Teams should be able to use engines that they can afford, for example since Ferrari manufacture both 12 cylinders & 8 cylinders they should be able to bring in V12. Millions of Ferrari fans like myself would love to hear the V12’s in the Ferraris again.

The FIA should give what the fans want, not what they want. This green movement is a serious mistake since climate change is a hoax, and is a step backwards. If we are to have a Turbo era again the engines should be mixed with V8, V6 & V4 like in the 80’s, that’s what brought the classic Turbo era and some great racing. FOTA should be the ones who enforce the rules not the FIA. The engines should be mixed so we can have engine wars like we used to have.

But if I had to choose which engines to have for 2013 onwards I would bring back the V12’s, V10’s and the current V8’s. It would be good to have it like the early 90’s. Let’s hope FOTA can continue to listen to the fans and give us what we want.


I dont understand some people. So pinnacle of motorsport is having a FROZEN engine as we have now? That’s what you want?

If we continue in this route I have no doubt that Le Mans will have the more advanced cars.

PS: current V8s sound like annoying mosquitos whenn compared the the glorious V10s of the past.


F1 is not this mythical “pinnacle”.

LMP has that distinction.


I commend FOTA for having a dialogue with the fans, but what is this fluff supposed to achieve?

We have a forum of fans who are worried about the sound of future engines, yet none of them seem to be worried that engines are spec’ed, frozen, and horsepower capped. None of them seem to care that FOTA is a one-dimensional aerodynamics organization who specialize in building upside-down airplanes, not engines.

The issue is simple and the politicking of these forums is not terribly productive, imo.

F1 is at a crossroads. It hasn’t been at this crossroads for nearly 50 years. In the early days, manufacturers built the entire F1 car, but with spaceframe technology and stressed engines, manufacturers left the chassis construction to small racing companies like Lotus, Cooper, Brabham, etc who were better chassis constructors. Eventually, the chassis builders branched out into aerodynamic downforce which was also relatively useless to production car manufacturers. These companies were basically the ancient ancestors of FOTA.

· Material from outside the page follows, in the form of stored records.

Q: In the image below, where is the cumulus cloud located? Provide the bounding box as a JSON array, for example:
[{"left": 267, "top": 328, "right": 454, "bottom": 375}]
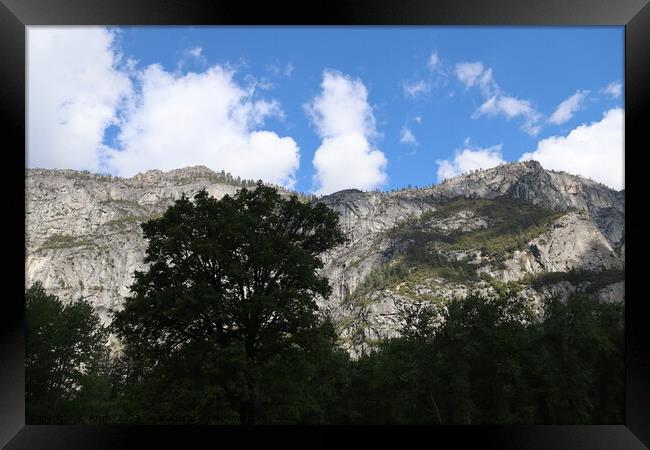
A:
[
  {"left": 520, "top": 108, "right": 625, "bottom": 189},
  {"left": 600, "top": 81, "right": 623, "bottom": 98},
  {"left": 436, "top": 139, "right": 506, "bottom": 181},
  {"left": 456, "top": 62, "right": 543, "bottom": 135},
  {"left": 188, "top": 47, "right": 203, "bottom": 58},
  {"left": 27, "top": 27, "right": 300, "bottom": 187},
  {"left": 305, "top": 70, "right": 387, "bottom": 194},
  {"left": 27, "top": 27, "right": 132, "bottom": 171},
  {"left": 548, "top": 91, "right": 589, "bottom": 125},
  {"left": 399, "top": 127, "right": 418, "bottom": 145},
  {"left": 403, "top": 80, "right": 431, "bottom": 98},
  {"left": 106, "top": 65, "right": 300, "bottom": 187}
]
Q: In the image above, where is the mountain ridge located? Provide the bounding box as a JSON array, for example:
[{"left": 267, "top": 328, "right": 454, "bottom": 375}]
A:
[{"left": 26, "top": 161, "right": 625, "bottom": 352}]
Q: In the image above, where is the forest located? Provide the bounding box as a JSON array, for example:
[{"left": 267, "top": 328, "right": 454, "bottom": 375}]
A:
[{"left": 25, "top": 183, "right": 625, "bottom": 425}]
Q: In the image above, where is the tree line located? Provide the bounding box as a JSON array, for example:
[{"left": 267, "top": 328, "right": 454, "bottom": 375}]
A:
[{"left": 26, "top": 184, "right": 624, "bottom": 424}]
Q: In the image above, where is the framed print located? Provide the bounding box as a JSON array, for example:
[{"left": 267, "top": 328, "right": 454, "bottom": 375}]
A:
[{"left": 0, "top": 0, "right": 650, "bottom": 449}]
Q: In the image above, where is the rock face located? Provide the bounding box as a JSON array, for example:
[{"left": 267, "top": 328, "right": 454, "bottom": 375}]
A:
[{"left": 25, "top": 161, "right": 625, "bottom": 353}]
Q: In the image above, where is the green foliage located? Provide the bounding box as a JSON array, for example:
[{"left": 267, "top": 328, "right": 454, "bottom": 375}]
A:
[
  {"left": 113, "top": 183, "right": 344, "bottom": 423},
  {"left": 25, "top": 283, "right": 109, "bottom": 424},
  {"left": 346, "top": 293, "right": 625, "bottom": 424},
  {"left": 26, "top": 184, "right": 624, "bottom": 424}
]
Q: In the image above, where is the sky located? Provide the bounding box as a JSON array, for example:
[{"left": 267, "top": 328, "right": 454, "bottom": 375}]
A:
[{"left": 26, "top": 26, "right": 624, "bottom": 195}]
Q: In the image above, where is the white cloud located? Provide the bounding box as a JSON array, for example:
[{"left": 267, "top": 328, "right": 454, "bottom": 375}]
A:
[
  {"left": 106, "top": 65, "right": 300, "bottom": 187},
  {"left": 548, "top": 91, "right": 589, "bottom": 125},
  {"left": 399, "top": 127, "right": 418, "bottom": 145},
  {"left": 305, "top": 70, "right": 387, "bottom": 194},
  {"left": 187, "top": 47, "right": 203, "bottom": 58},
  {"left": 456, "top": 62, "right": 543, "bottom": 136},
  {"left": 472, "top": 95, "right": 542, "bottom": 135},
  {"left": 600, "top": 81, "right": 623, "bottom": 98},
  {"left": 27, "top": 26, "right": 132, "bottom": 171},
  {"left": 436, "top": 139, "right": 506, "bottom": 181},
  {"left": 427, "top": 52, "right": 440, "bottom": 70},
  {"left": 403, "top": 80, "right": 431, "bottom": 98},
  {"left": 27, "top": 27, "right": 300, "bottom": 187},
  {"left": 520, "top": 108, "right": 625, "bottom": 189}
]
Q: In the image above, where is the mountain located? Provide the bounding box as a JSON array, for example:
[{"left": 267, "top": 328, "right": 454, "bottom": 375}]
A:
[{"left": 25, "top": 161, "right": 625, "bottom": 354}]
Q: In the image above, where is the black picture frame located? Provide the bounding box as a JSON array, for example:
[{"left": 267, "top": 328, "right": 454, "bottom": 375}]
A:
[{"left": 0, "top": 0, "right": 650, "bottom": 449}]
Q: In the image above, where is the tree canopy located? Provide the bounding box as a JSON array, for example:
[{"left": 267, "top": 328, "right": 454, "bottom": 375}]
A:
[
  {"left": 113, "top": 183, "right": 345, "bottom": 421},
  {"left": 25, "top": 282, "right": 108, "bottom": 421}
]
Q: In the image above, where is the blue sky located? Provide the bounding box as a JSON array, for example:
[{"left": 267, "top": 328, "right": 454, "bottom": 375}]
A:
[{"left": 27, "top": 27, "right": 624, "bottom": 193}]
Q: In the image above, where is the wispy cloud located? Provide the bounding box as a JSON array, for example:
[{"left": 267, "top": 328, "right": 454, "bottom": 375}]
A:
[
  {"left": 600, "top": 81, "right": 623, "bottom": 98},
  {"left": 520, "top": 108, "right": 625, "bottom": 189},
  {"left": 403, "top": 80, "right": 431, "bottom": 98},
  {"left": 455, "top": 62, "right": 543, "bottom": 135},
  {"left": 436, "top": 139, "right": 506, "bottom": 181},
  {"left": 548, "top": 91, "right": 589, "bottom": 125},
  {"left": 399, "top": 127, "right": 418, "bottom": 145}
]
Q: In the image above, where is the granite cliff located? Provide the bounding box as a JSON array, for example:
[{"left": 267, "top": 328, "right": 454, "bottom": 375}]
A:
[{"left": 25, "top": 161, "right": 625, "bottom": 353}]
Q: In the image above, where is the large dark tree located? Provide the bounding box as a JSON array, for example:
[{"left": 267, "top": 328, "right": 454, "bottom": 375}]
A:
[
  {"left": 113, "top": 182, "right": 345, "bottom": 423},
  {"left": 25, "top": 282, "right": 108, "bottom": 423}
]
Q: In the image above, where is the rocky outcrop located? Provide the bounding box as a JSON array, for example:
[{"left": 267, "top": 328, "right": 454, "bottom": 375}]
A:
[{"left": 25, "top": 161, "right": 625, "bottom": 352}]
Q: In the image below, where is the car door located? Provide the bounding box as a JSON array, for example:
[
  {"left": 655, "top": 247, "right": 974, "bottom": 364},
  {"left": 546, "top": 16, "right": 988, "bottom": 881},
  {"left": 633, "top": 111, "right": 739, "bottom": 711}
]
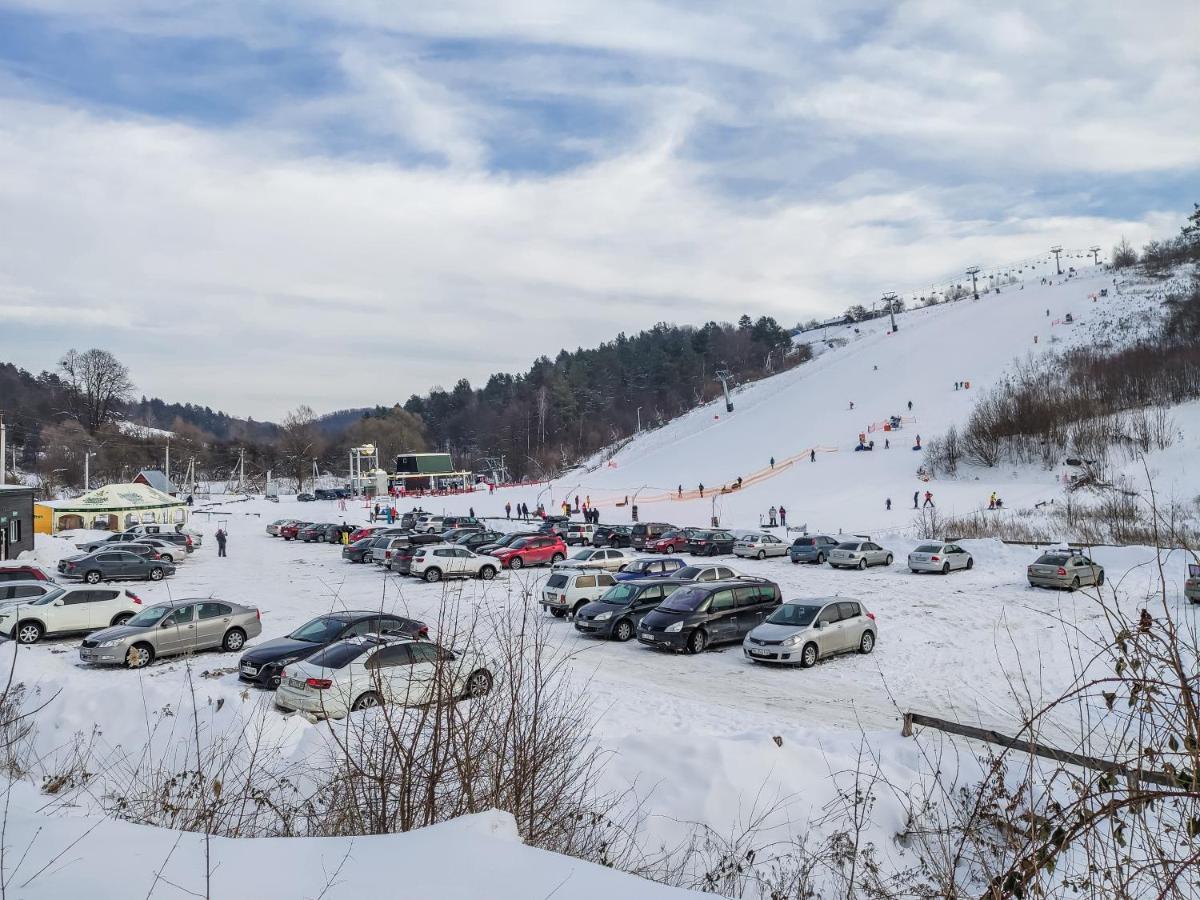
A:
[
  {"left": 194, "top": 600, "right": 233, "bottom": 650},
  {"left": 154, "top": 604, "right": 196, "bottom": 656},
  {"left": 704, "top": 588, "right": 738, "bottom": 643}
]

Today, F1 is in a similar situation with the manufacturers. The manufacturers are no longer interested in building high displacement, naturally-aspirated engines with high cylinder count. The manufacturers want to build hotted up Focus engines and they want to put variants of the core engine design in every vehicle they race from WTCC to WRC to F1. So what are FOTA going to do?

Whitmarsh swears FOTA are interested in repairing F1, but the only major change in F1 during the last half-decade has been a successful coup by the aerodynamicists. Engines are viewed as F1’s identity, but the engines are spec’ed, frozen, and hp capped. Aerodynamics are widely viewed as F1’s problem, yet aerodynamicists sit on the F1 throne while the FIA try to force the F1 engine rules into a box the manufacturers like. The situation doesn’t bode well for the future of F1.

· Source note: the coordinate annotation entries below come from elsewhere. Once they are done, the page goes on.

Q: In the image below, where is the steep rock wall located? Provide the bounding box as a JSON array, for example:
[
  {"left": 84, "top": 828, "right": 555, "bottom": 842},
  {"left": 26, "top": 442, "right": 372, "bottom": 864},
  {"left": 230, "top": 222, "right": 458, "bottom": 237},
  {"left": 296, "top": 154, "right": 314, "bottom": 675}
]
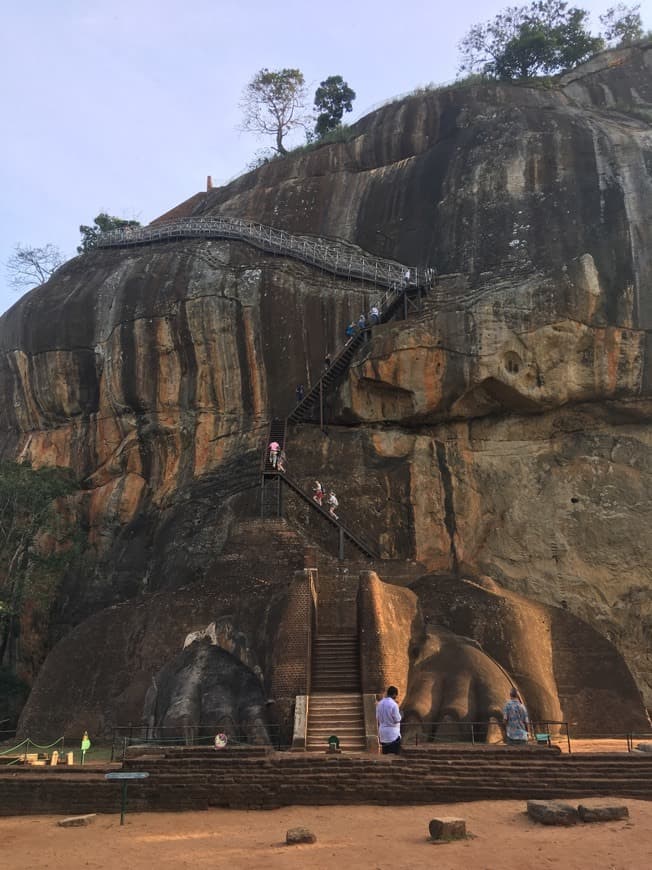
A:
[{"left": 0, "top": 46, "right": 652, "bottom": 724}]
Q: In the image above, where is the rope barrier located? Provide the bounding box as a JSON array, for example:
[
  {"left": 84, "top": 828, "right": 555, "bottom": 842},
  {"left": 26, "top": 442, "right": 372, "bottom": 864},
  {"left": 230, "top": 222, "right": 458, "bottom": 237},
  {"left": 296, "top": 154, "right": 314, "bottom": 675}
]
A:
[{"left": 0, "top": 737, "right": 65, "bottom": 755}]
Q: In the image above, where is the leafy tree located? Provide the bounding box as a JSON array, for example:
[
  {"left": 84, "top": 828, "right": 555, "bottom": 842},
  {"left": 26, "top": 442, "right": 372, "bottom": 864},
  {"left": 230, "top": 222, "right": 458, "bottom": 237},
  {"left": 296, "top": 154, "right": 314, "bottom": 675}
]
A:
[
  {"left": 77, "top": 212, "right": 140, "bottom": 254},
  {"left": 600, "top": 3, "right": 643, "bottom": 45},
  {"left": 6, "top": 244, "right": 64, "bottom": 290},
  {"left": 240, "top": 68, "right": 308, "bottom": 154},
  {"left": 459, "top": 0, "right": 604, "bottom": 79},
  {"left": 315, "top": 76, "right": 355, "bottom": 138},
  {"left": 0, "top": 461, "right": 76, "bottom": 665}
]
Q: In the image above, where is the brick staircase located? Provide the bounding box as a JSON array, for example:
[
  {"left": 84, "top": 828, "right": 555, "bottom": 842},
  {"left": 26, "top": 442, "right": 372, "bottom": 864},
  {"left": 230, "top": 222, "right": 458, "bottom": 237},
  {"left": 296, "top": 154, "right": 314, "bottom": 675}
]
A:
[{"left": 306, "top": 635, "right": 365, "bottom": 752}]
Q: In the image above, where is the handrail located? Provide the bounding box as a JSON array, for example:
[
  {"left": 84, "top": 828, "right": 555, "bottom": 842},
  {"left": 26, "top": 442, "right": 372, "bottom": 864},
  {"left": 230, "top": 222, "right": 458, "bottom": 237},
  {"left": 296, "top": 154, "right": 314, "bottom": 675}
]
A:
[
  {"left": 276, "top": 471, "right": 380, "bottom": 559},
  {"left": 287, "top": 329, "right": 369, "bottom": 423},
  {"left": 96, "top": 216, "right": 422, "bottom": 292}
]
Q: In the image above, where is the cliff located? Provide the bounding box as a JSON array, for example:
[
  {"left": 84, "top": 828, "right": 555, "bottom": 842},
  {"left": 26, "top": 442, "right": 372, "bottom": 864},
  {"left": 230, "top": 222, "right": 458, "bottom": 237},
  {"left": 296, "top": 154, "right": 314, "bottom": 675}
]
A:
[{"left": 0, "top": 45, "right": 652, "bottom": 736}]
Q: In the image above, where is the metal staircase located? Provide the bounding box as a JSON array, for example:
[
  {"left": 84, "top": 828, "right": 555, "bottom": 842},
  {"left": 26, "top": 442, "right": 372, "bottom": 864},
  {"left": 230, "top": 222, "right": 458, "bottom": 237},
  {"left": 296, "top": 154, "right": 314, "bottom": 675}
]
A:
[{"left": 288, "top": 329, "right": 370, "bottom": 425}]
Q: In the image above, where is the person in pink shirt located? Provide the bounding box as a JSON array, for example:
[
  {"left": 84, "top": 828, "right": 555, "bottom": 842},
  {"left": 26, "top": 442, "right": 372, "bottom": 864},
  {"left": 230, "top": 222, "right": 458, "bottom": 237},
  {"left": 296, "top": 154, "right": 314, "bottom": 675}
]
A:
[{"left": 269, "top": 441, "right": 281, "bottom": 468}]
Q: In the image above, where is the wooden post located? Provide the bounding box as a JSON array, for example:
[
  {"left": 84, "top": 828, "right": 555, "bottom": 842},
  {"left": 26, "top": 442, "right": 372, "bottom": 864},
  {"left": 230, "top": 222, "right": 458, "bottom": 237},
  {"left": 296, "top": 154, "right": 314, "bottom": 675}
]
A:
[{"left": 319, "top": 378, "right": 324, "bottom": 430}]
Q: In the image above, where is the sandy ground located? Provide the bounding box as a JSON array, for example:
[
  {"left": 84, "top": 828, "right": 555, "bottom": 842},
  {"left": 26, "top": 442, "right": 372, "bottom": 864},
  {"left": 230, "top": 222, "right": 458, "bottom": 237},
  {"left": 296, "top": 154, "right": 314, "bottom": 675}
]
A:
[{"left": 0, "top": 804, "right": 652, "bottom": 870}]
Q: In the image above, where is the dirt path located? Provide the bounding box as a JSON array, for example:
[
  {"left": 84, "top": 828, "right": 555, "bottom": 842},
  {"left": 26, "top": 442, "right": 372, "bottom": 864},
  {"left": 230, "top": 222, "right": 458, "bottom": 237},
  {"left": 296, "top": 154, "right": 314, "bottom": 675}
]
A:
[{"left": 0, "top": 800, "right": 652, "bottom": 870}]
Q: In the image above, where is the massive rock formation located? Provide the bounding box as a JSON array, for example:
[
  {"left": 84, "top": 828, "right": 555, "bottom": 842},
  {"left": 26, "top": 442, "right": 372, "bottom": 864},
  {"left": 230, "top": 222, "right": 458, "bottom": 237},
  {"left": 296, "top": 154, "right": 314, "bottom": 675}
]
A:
[{"left": 0, "top": 46, "right": 652, "bottom": 736}]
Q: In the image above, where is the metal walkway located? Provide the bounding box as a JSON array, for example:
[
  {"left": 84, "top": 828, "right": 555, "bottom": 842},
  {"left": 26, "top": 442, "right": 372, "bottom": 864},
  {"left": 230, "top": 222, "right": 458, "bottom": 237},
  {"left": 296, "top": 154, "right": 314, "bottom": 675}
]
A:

If I could ask FOTA a question, I would ask them if they are ready to stop relying on the major production car manufacturers to keep them supplied with engines. I am by no means part of the tifosi, but Ferrari are in a position to continue building proper racing engines. Will the rest of FOTA answer the call, or are they going to continue begging the manufacturers for engines while they play around with CFD and windtunnels.

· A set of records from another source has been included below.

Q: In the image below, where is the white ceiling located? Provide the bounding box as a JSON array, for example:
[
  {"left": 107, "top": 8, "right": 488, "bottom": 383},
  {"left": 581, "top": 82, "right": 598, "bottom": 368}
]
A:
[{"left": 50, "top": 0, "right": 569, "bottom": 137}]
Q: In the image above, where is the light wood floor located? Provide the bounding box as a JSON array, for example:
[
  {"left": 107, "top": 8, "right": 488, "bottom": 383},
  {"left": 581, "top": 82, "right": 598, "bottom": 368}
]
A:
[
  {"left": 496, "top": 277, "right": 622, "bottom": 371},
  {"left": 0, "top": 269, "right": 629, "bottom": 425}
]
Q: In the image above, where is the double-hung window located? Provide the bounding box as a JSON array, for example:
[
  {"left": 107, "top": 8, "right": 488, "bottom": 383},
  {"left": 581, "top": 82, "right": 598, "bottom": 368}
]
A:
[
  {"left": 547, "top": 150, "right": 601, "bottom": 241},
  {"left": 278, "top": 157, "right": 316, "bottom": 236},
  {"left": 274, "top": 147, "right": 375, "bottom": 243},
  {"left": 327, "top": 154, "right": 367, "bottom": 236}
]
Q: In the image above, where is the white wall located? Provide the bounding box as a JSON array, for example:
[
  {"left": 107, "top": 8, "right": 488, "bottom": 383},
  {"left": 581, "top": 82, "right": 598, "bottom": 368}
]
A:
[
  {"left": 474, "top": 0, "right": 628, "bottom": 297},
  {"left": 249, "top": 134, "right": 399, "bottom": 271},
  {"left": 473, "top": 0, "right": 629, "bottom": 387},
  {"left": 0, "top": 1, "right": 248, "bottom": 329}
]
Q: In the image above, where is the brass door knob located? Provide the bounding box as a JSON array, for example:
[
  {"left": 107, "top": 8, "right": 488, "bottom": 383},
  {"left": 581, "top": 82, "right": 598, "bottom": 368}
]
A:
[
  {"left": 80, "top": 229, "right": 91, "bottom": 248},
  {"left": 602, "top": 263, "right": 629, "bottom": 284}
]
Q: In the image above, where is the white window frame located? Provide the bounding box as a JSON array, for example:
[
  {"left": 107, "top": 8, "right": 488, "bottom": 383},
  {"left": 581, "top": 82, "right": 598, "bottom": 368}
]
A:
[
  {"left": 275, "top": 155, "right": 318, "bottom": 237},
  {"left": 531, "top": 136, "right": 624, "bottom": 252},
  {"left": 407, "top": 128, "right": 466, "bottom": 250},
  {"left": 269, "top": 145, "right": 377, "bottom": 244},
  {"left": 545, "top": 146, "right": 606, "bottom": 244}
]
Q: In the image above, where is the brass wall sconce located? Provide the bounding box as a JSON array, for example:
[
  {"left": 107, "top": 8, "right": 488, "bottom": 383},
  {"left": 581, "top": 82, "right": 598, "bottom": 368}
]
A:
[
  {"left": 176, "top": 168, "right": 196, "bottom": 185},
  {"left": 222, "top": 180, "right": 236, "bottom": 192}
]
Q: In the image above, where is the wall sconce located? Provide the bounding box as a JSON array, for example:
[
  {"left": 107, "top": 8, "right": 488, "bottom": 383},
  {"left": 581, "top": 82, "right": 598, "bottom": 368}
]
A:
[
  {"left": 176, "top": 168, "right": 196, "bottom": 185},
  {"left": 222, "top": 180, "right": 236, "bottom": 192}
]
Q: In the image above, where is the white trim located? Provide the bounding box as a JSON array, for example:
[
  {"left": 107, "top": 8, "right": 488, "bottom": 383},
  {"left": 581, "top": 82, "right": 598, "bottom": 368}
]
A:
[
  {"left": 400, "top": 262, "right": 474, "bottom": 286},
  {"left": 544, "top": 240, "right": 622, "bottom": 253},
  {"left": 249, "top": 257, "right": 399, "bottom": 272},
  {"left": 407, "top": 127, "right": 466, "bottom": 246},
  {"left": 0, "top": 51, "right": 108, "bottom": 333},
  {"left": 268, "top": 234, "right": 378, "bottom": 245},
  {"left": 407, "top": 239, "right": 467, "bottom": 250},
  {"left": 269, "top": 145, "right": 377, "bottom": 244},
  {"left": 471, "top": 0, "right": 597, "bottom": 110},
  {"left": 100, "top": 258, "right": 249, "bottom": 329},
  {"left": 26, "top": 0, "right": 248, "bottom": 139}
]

Many thanks James. I was selected to participate and it was very thrilling. Although the drivers drew the most attention, I thought the first and third sessions were very interesting.

This is the kind of venue that should be at races so the fans can interact more. Being from Canada are F1 media coverage pales to the European media coverage.

If F1 wants to break into the US, I think more of these events is the way forward versus the current shroud of secrecy to make F1 a mystique is outdated

Anthony from Adelaide

James, as F1 journalism goes, you are a true pioneer in this digital age. Thank you so much for these insights. Lord knows how long it will take FOM to get it ?


I second this. An excellent initiative and super coverage.